The young quarterdeck watch nearly twisted himself in half, trying to decide what to do next. He knew that they were expecting a new executive officer, and that the new XO’s name would be Harris, so he was torn between giving a quick salute and greeting to the Commander or piping him aboard over the 1MC, the general announcing system.

Luckily for him, the Officer of the Deck came to his rescue and sent one of the messengers to alert the CO that his new second in command was reporting. Then he stepped forward and greeted Harris. It was Rico, alive and well.

This is how I know I’m dying, Harris thought. Rico wasn’t the OOD. He was never the OOD.

“The captain is on board and waiting for you, sir. I assume you’re familiar with the
Arleigh Burke
class destroyer?”

“I am. Does that mean I don’t get the pre-report tour?”

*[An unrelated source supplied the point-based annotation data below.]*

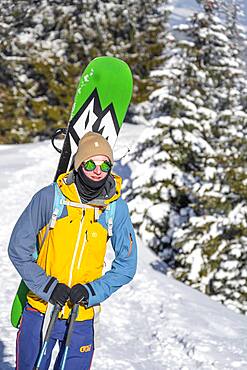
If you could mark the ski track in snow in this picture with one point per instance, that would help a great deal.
(154, 322)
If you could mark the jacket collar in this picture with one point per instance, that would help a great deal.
(69, 190)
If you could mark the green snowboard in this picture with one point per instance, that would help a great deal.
(100, 105)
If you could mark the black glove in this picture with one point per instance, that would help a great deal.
(79, 294)
(60, 294)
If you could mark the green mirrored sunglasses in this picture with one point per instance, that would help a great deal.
(90, 166)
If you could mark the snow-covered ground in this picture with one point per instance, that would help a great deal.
(153, 323)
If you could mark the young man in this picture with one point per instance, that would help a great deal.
(71, 255)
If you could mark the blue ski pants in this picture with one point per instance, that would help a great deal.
(29, 342)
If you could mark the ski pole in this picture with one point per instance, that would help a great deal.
(73, 317)
(53, 319)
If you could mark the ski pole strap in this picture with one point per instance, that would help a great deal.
(72, 319)
(75, 204)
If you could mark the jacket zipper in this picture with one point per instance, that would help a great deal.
(82, 250)
(76, 250)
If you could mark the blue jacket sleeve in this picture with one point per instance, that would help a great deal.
(23, 240)
(124, 265)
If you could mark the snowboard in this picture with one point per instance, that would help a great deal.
(100, 105)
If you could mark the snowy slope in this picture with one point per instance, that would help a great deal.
(153, 323)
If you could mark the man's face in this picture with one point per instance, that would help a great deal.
(97, 174)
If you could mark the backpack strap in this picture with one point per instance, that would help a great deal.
(57, 211)
(109, 216)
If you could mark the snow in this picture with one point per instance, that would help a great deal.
(155, 322)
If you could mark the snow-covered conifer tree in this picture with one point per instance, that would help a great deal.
(192, 202)
(46, 44)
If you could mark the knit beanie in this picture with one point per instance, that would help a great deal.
(92, 144)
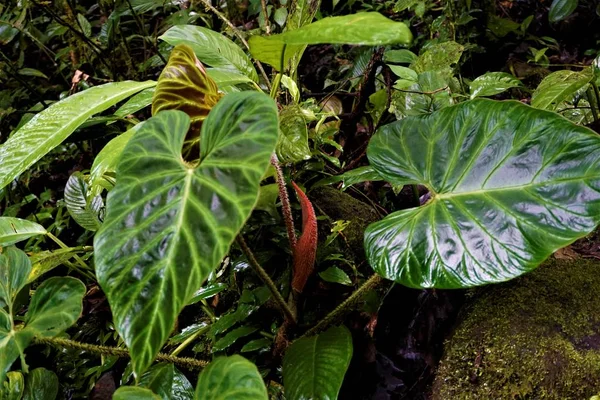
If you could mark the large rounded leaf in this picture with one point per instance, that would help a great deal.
(50, 127)
(170, 223)
(314, 367)
(232, 378)
(510, 185)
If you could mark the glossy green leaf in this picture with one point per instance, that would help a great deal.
(55, 306)
(13, 387)
(354, 29)
(510, 185)
(558, 87)
(335, 275)
(184, 85)
(84, 209)
(493, 83)
(106, 161)
(212, 48)
(49, 128)
(14, 269)
(41, 384)
(169, 223)
(45, 261)
(233, 336)
(231, 378)
(293, 140)
(167, 382)
(134, 393)
(136, 103)
(561, 9)
(314, 367)
(14, 230)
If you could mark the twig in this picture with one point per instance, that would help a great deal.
(344, 308)
(186, 362)
(287, 312)
(286, 208)
(239, 35)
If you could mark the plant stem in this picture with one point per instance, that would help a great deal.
(286, 208)
(239, 35)
(285, 309)
(344, 308)
(186, 362)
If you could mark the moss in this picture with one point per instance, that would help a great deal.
(537, 337)
(338, 205)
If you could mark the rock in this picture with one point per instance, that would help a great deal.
(537, 337)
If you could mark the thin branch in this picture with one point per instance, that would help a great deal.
(287, 312)
(186, 362)
(340, 311)
(286, 208)
(239, 35)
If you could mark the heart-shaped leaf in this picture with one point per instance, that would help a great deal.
(184, 85)
(232, 378)
(314, 367)
(509, 184)
(170, 223)
(14, 230)
(50, 127)
(212, 49)
(348, 29)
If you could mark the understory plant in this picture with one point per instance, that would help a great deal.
(165, 201)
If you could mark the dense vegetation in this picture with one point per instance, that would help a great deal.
(270, 198)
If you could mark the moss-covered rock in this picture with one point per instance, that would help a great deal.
(537, 337)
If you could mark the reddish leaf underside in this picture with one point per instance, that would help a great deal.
(306, 248)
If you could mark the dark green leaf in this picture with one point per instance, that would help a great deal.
(335, 275)
(50, 127)
(231, 378)
(42, 384)
(169, 223)
(212, 49)
(14, 230)
(314, 367)
(561, 9)
(510, 185)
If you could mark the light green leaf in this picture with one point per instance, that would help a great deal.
(439, 57)
(45, 261)
(169, 223)
(510, 185)
(335, 275)
(493, 83)
(14, 269)
(14, 386)
(293, 141)
(354, 29)
(83, 209)
(49, 128)
(231, 378)
(55, 306)
(558, 87)
(232, 337)
(42, 384)
(314, 367)
(212, 48)
(106, 161)
(32, 72)
(136, 103)
(134, 393)
(14, 230)
(401, 56)
(352, 177)
(561, 9)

“Sir, no, sir. We have everything ready for you, Commander.”

John Harris smiled then, ready to get to work. He’d put a lot of time in on other ships, and this was his next-to-last trip before a command of his own. Had it all been worth it? He’d asked himself that question many times over his long career. Time missed with family and loved ones, events that he would never get another chance at, days spent hunched over a manual, back when he was a junior officer, or overseeing a gang of blueshirts performing repairs in the engine room. So much time spent on these islands of steel.